Ruth bit off a small piece of chicken and chewed, but she didn’t taste it. Eli made her feel the way she had felt the day years ago when she’d climbed Aunt Martha’s big oak tree on a dare. From the top branch, she’d been able to see the farms all around. She was so high that the cows had looked as small as geese. She’d been so dizzy-headed that she’d been both thrilled and afraid. She had stayed there for an hour, too scared to climb down. Yet it gave her a thrill whenever she remembered it. Sitting here with Eli as her date was like that. Just looking at him made her giddy. More than that, Eli didn’t talk nonstop like Charley. Eli didn’t mind letting her just catch her breath and enjoy the sunshine and the day.

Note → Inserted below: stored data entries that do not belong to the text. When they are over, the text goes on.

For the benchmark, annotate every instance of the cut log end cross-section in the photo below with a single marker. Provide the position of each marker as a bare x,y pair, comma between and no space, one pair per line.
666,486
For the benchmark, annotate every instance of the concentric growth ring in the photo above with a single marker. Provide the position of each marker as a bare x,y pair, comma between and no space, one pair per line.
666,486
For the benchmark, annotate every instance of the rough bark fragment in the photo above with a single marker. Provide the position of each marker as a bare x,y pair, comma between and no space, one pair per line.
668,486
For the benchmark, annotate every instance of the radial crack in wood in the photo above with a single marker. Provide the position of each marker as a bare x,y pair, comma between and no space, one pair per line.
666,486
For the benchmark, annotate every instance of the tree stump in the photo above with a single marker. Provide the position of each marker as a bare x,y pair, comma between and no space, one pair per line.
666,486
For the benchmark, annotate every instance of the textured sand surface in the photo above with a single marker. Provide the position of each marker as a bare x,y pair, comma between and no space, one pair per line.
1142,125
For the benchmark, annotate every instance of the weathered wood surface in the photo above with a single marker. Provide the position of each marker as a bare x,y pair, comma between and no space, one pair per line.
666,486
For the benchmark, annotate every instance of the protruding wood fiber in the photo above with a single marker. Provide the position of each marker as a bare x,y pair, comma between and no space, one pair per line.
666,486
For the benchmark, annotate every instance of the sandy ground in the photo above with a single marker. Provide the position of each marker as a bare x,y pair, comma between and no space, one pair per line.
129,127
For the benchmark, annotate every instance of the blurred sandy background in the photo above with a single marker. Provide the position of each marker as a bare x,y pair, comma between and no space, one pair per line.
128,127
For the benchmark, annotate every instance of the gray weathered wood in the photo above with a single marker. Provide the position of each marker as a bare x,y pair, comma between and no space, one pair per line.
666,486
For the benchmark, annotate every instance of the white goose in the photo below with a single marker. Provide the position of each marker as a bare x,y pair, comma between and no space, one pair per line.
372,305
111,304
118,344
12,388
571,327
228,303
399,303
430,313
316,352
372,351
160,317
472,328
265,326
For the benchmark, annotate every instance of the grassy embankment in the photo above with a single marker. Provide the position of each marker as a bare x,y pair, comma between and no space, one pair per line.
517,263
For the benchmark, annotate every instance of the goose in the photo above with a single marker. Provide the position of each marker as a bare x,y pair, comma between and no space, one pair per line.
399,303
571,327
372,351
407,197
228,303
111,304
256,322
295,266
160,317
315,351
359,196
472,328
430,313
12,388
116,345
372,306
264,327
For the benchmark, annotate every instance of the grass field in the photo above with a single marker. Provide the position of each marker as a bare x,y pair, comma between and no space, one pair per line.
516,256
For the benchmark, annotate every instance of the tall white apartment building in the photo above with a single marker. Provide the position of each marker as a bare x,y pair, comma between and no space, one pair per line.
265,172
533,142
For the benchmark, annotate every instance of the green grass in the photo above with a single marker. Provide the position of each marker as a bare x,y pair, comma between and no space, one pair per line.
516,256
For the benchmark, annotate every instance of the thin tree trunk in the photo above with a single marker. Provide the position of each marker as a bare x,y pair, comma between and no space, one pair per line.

She glanced across the school yard at her mother. Irwin was standing beside Mam. Ruth couldn’t hear what they were saying, but Anna handed him a plate of food, and the boy sat down in the grass beside Mam’s spread.

Maybe her mother was right about the boy, Ruth thought. Perhaps he was lonely and misunderstood. But as she watched, the minute Mam walked away, Irwin stuck out a foot and tripped ten-year-old Rudy. He fell on his face, smashing his muffin, and Irwin laughed.

Ruth was about to get up when Mam started to give Irwin what for. She didn’t need to raise her voice. When Mam was angry, her eyes said it all. A few words from her were worse than any spanking Ruth had ever gotten from Dat.

“Ruth? Are you listening to me?” Eli asked.

She glanced at him. “Irwin just—”

“Samuel and your mother can handle Irwin.”

He was right. “I’m sorry. What were you saying?”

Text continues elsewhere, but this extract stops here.